Anthony wrote:Those calculations are about right. Many moons ago, a guy with an electric brew rig posted an Excel spreadsheet on the Green Board that really simplifies the various calculations. I've mirrored it on my website here. Hope that helps... also keep in mind, unless you're brewing extract, you won't ever really be going from water supply temperature to boiling, instead you'll be going from mash temperature to boiling.

That spreadsheet pretty much mirrors my results, but is a lot "purtier". Thanks for the link. And you are exactly right about my starting temp. I absolutely forgot about that since I have been pretty much an extract brewer.... until you guys corrupted me and have given me a "burning desire" to go all-grain..... or maybe it was a "burning sensation"!
This is the first step in converting (on paper) the "Wort-O-Matic" setup to use the whirlpool chiller I fabbed last weekend instead of a CF chiller.

And to baltobrewer, your post was helpful. Real-world results usually seem to trump calculations every time.

I get 3.48 kWH from 70F to 212F, so close enough. Double it to get 30 minutes, or about 6.96 KW.

All of that assumes, of course, that you have no thermal losses, which you will.

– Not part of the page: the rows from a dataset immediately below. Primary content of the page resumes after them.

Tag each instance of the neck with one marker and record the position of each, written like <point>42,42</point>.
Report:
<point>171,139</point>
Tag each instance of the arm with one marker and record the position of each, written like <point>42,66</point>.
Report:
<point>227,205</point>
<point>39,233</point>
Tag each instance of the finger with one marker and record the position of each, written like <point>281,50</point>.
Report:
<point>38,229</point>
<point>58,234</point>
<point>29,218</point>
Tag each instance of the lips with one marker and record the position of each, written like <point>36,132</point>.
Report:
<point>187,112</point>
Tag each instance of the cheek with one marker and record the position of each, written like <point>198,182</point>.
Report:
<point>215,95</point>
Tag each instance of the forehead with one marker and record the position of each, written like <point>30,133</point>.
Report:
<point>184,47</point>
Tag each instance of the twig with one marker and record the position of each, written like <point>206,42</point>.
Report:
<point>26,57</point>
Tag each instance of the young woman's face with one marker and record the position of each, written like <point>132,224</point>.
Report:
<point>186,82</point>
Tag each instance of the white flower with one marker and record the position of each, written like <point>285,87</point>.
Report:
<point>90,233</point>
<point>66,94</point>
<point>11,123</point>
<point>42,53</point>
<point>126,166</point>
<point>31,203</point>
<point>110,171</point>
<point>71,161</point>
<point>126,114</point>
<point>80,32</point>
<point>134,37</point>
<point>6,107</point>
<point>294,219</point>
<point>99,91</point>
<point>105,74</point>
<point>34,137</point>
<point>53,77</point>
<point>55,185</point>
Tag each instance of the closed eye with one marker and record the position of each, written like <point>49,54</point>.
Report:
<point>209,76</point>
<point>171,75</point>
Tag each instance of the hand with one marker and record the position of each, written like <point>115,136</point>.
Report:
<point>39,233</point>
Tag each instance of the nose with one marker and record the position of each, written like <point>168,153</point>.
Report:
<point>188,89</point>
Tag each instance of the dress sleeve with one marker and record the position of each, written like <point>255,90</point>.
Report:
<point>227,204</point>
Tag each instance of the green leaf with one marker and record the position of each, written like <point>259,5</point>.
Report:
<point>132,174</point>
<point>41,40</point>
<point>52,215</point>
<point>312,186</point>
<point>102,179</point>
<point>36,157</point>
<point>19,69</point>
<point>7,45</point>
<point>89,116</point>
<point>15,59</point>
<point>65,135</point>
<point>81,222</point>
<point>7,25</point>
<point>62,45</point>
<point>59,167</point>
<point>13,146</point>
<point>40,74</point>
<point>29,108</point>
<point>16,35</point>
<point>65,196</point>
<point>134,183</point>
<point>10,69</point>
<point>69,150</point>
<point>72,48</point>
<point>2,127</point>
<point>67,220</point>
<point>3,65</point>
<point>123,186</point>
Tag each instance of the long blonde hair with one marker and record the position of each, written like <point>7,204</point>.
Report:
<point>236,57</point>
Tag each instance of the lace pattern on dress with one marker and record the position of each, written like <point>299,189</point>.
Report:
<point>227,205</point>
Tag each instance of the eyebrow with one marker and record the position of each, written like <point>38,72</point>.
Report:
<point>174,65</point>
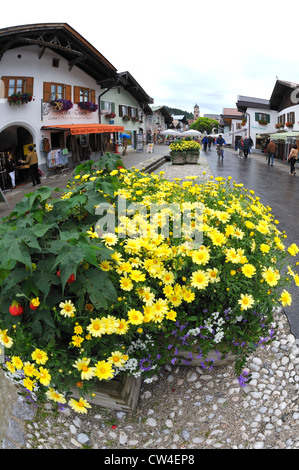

Oh, and from 155F to 212F is 1.4kWH.

baltobrewer wrote:Hey, im no electrical engineer either, but here's my take on your calcs: my 14 gallon HLT with a 7000W heater on 240v gets pretty hot, pretty quick.

There you have it. So yes, your mathematics are entirely correct, as proven by the above equation. er, formula....er........proof. whatever.

This post was unhelpful. I can see that. But seat of the pants, if you use 7000W on 240, my guess is you should be fine.

HOLY DOO DOO Jay! I just realized that I am trying to emulate YOUR system, but with the whirlpool instead of the CFC! Dang small world.
I just haven't figured out how to eliminate moving the chiller between the BK and the HLT......
Thanks for the great pics and information...
Bull

I think the CFC is a nice option because it serves to raise as well as lower temps. It's a heat exchanger, right?

Post some pics!

baltobrewer wrote:I think the CFC is a nice option because it serves to raise as well as lower temps. It's a heat exchanger, right?

Post some pics!

You are exactly right, and I was going to purchase one. But I stumbled on some information touting the benefits of whirlpool chilling, found out I could get a 50' roll of 5/8" copper for $60, and it became a no-brainer after that. Did throw a wrench into my plans to emulate your system though.
However, I have since decided to stick with batch-sparging until I get more comfortable, so the complexity of your system is really overkill at the moment.